The Bayreuth Festival
Uwe Eric Laufenberg stages Parsifal with up-to-date references
“It’s about religion,” says director Uwe Eric Laufenberg as he talks about his new production of the opera Parsifal for the opening of the Bayreuth Festival 2016. Laufenberg sees many parallels in Wagner’s final opera to the present-day relationships between Christianity, Islam and Judaism. He first developed the concept for the Cologne Opera in the Wagner Year 2013. But the project was never realized, because he left to become the artistic director of the Hessian State Theatre of Wiesbaden. But then, Katharina Wagner, the great-granddaughter of Richard Wagner and head of the festival, contacted him and asked him to present his concept. She was immediately inspired. Laufenberg quotes her response: “That’s up-to-date. That’s completely new.”
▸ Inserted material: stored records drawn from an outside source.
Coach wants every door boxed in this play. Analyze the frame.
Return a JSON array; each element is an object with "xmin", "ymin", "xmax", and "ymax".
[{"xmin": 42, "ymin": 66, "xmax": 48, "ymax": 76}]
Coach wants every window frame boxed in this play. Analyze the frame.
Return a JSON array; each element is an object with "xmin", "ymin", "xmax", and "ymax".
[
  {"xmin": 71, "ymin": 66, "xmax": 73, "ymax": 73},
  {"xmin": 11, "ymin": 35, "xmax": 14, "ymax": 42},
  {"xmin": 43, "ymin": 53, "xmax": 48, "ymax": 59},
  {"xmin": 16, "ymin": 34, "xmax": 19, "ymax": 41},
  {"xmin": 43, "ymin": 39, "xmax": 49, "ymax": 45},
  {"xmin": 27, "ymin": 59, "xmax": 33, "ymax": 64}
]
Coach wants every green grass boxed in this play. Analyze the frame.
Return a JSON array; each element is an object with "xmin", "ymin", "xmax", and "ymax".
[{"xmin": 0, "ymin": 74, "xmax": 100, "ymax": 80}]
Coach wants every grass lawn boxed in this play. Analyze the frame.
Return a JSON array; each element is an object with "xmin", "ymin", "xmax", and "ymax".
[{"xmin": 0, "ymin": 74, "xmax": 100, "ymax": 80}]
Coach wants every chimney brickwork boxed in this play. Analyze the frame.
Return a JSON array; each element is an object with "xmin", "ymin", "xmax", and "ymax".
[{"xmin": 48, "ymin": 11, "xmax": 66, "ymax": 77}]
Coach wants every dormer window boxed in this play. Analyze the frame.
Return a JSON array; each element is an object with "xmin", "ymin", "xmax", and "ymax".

Unprecedented live television transmission
The Bayreuth Festival was founded in 1876 by the composer, poet and conductor Richard Wagner. He wanted to create a place away from the big cities where people could enjoy his works without urban distractions. Nowadays Bayreuth is one of Germany’s major cultural festivals. And because visitors often have to wait years for a ticket, many cinemas in Germany have been showing new productions in live transmissions since 2012. In 2016, for the first time in the festivals’ history, there will be an international live television transmission of The Ring of the Nibelung on the new private pay TV channel Sky Arts. The music journalist Axel Brüggemann will be accompanying the programme as commentator. Katharina Wagner says that reaching as many culturally interested people as possible is exactly what Richard Wagner wanted.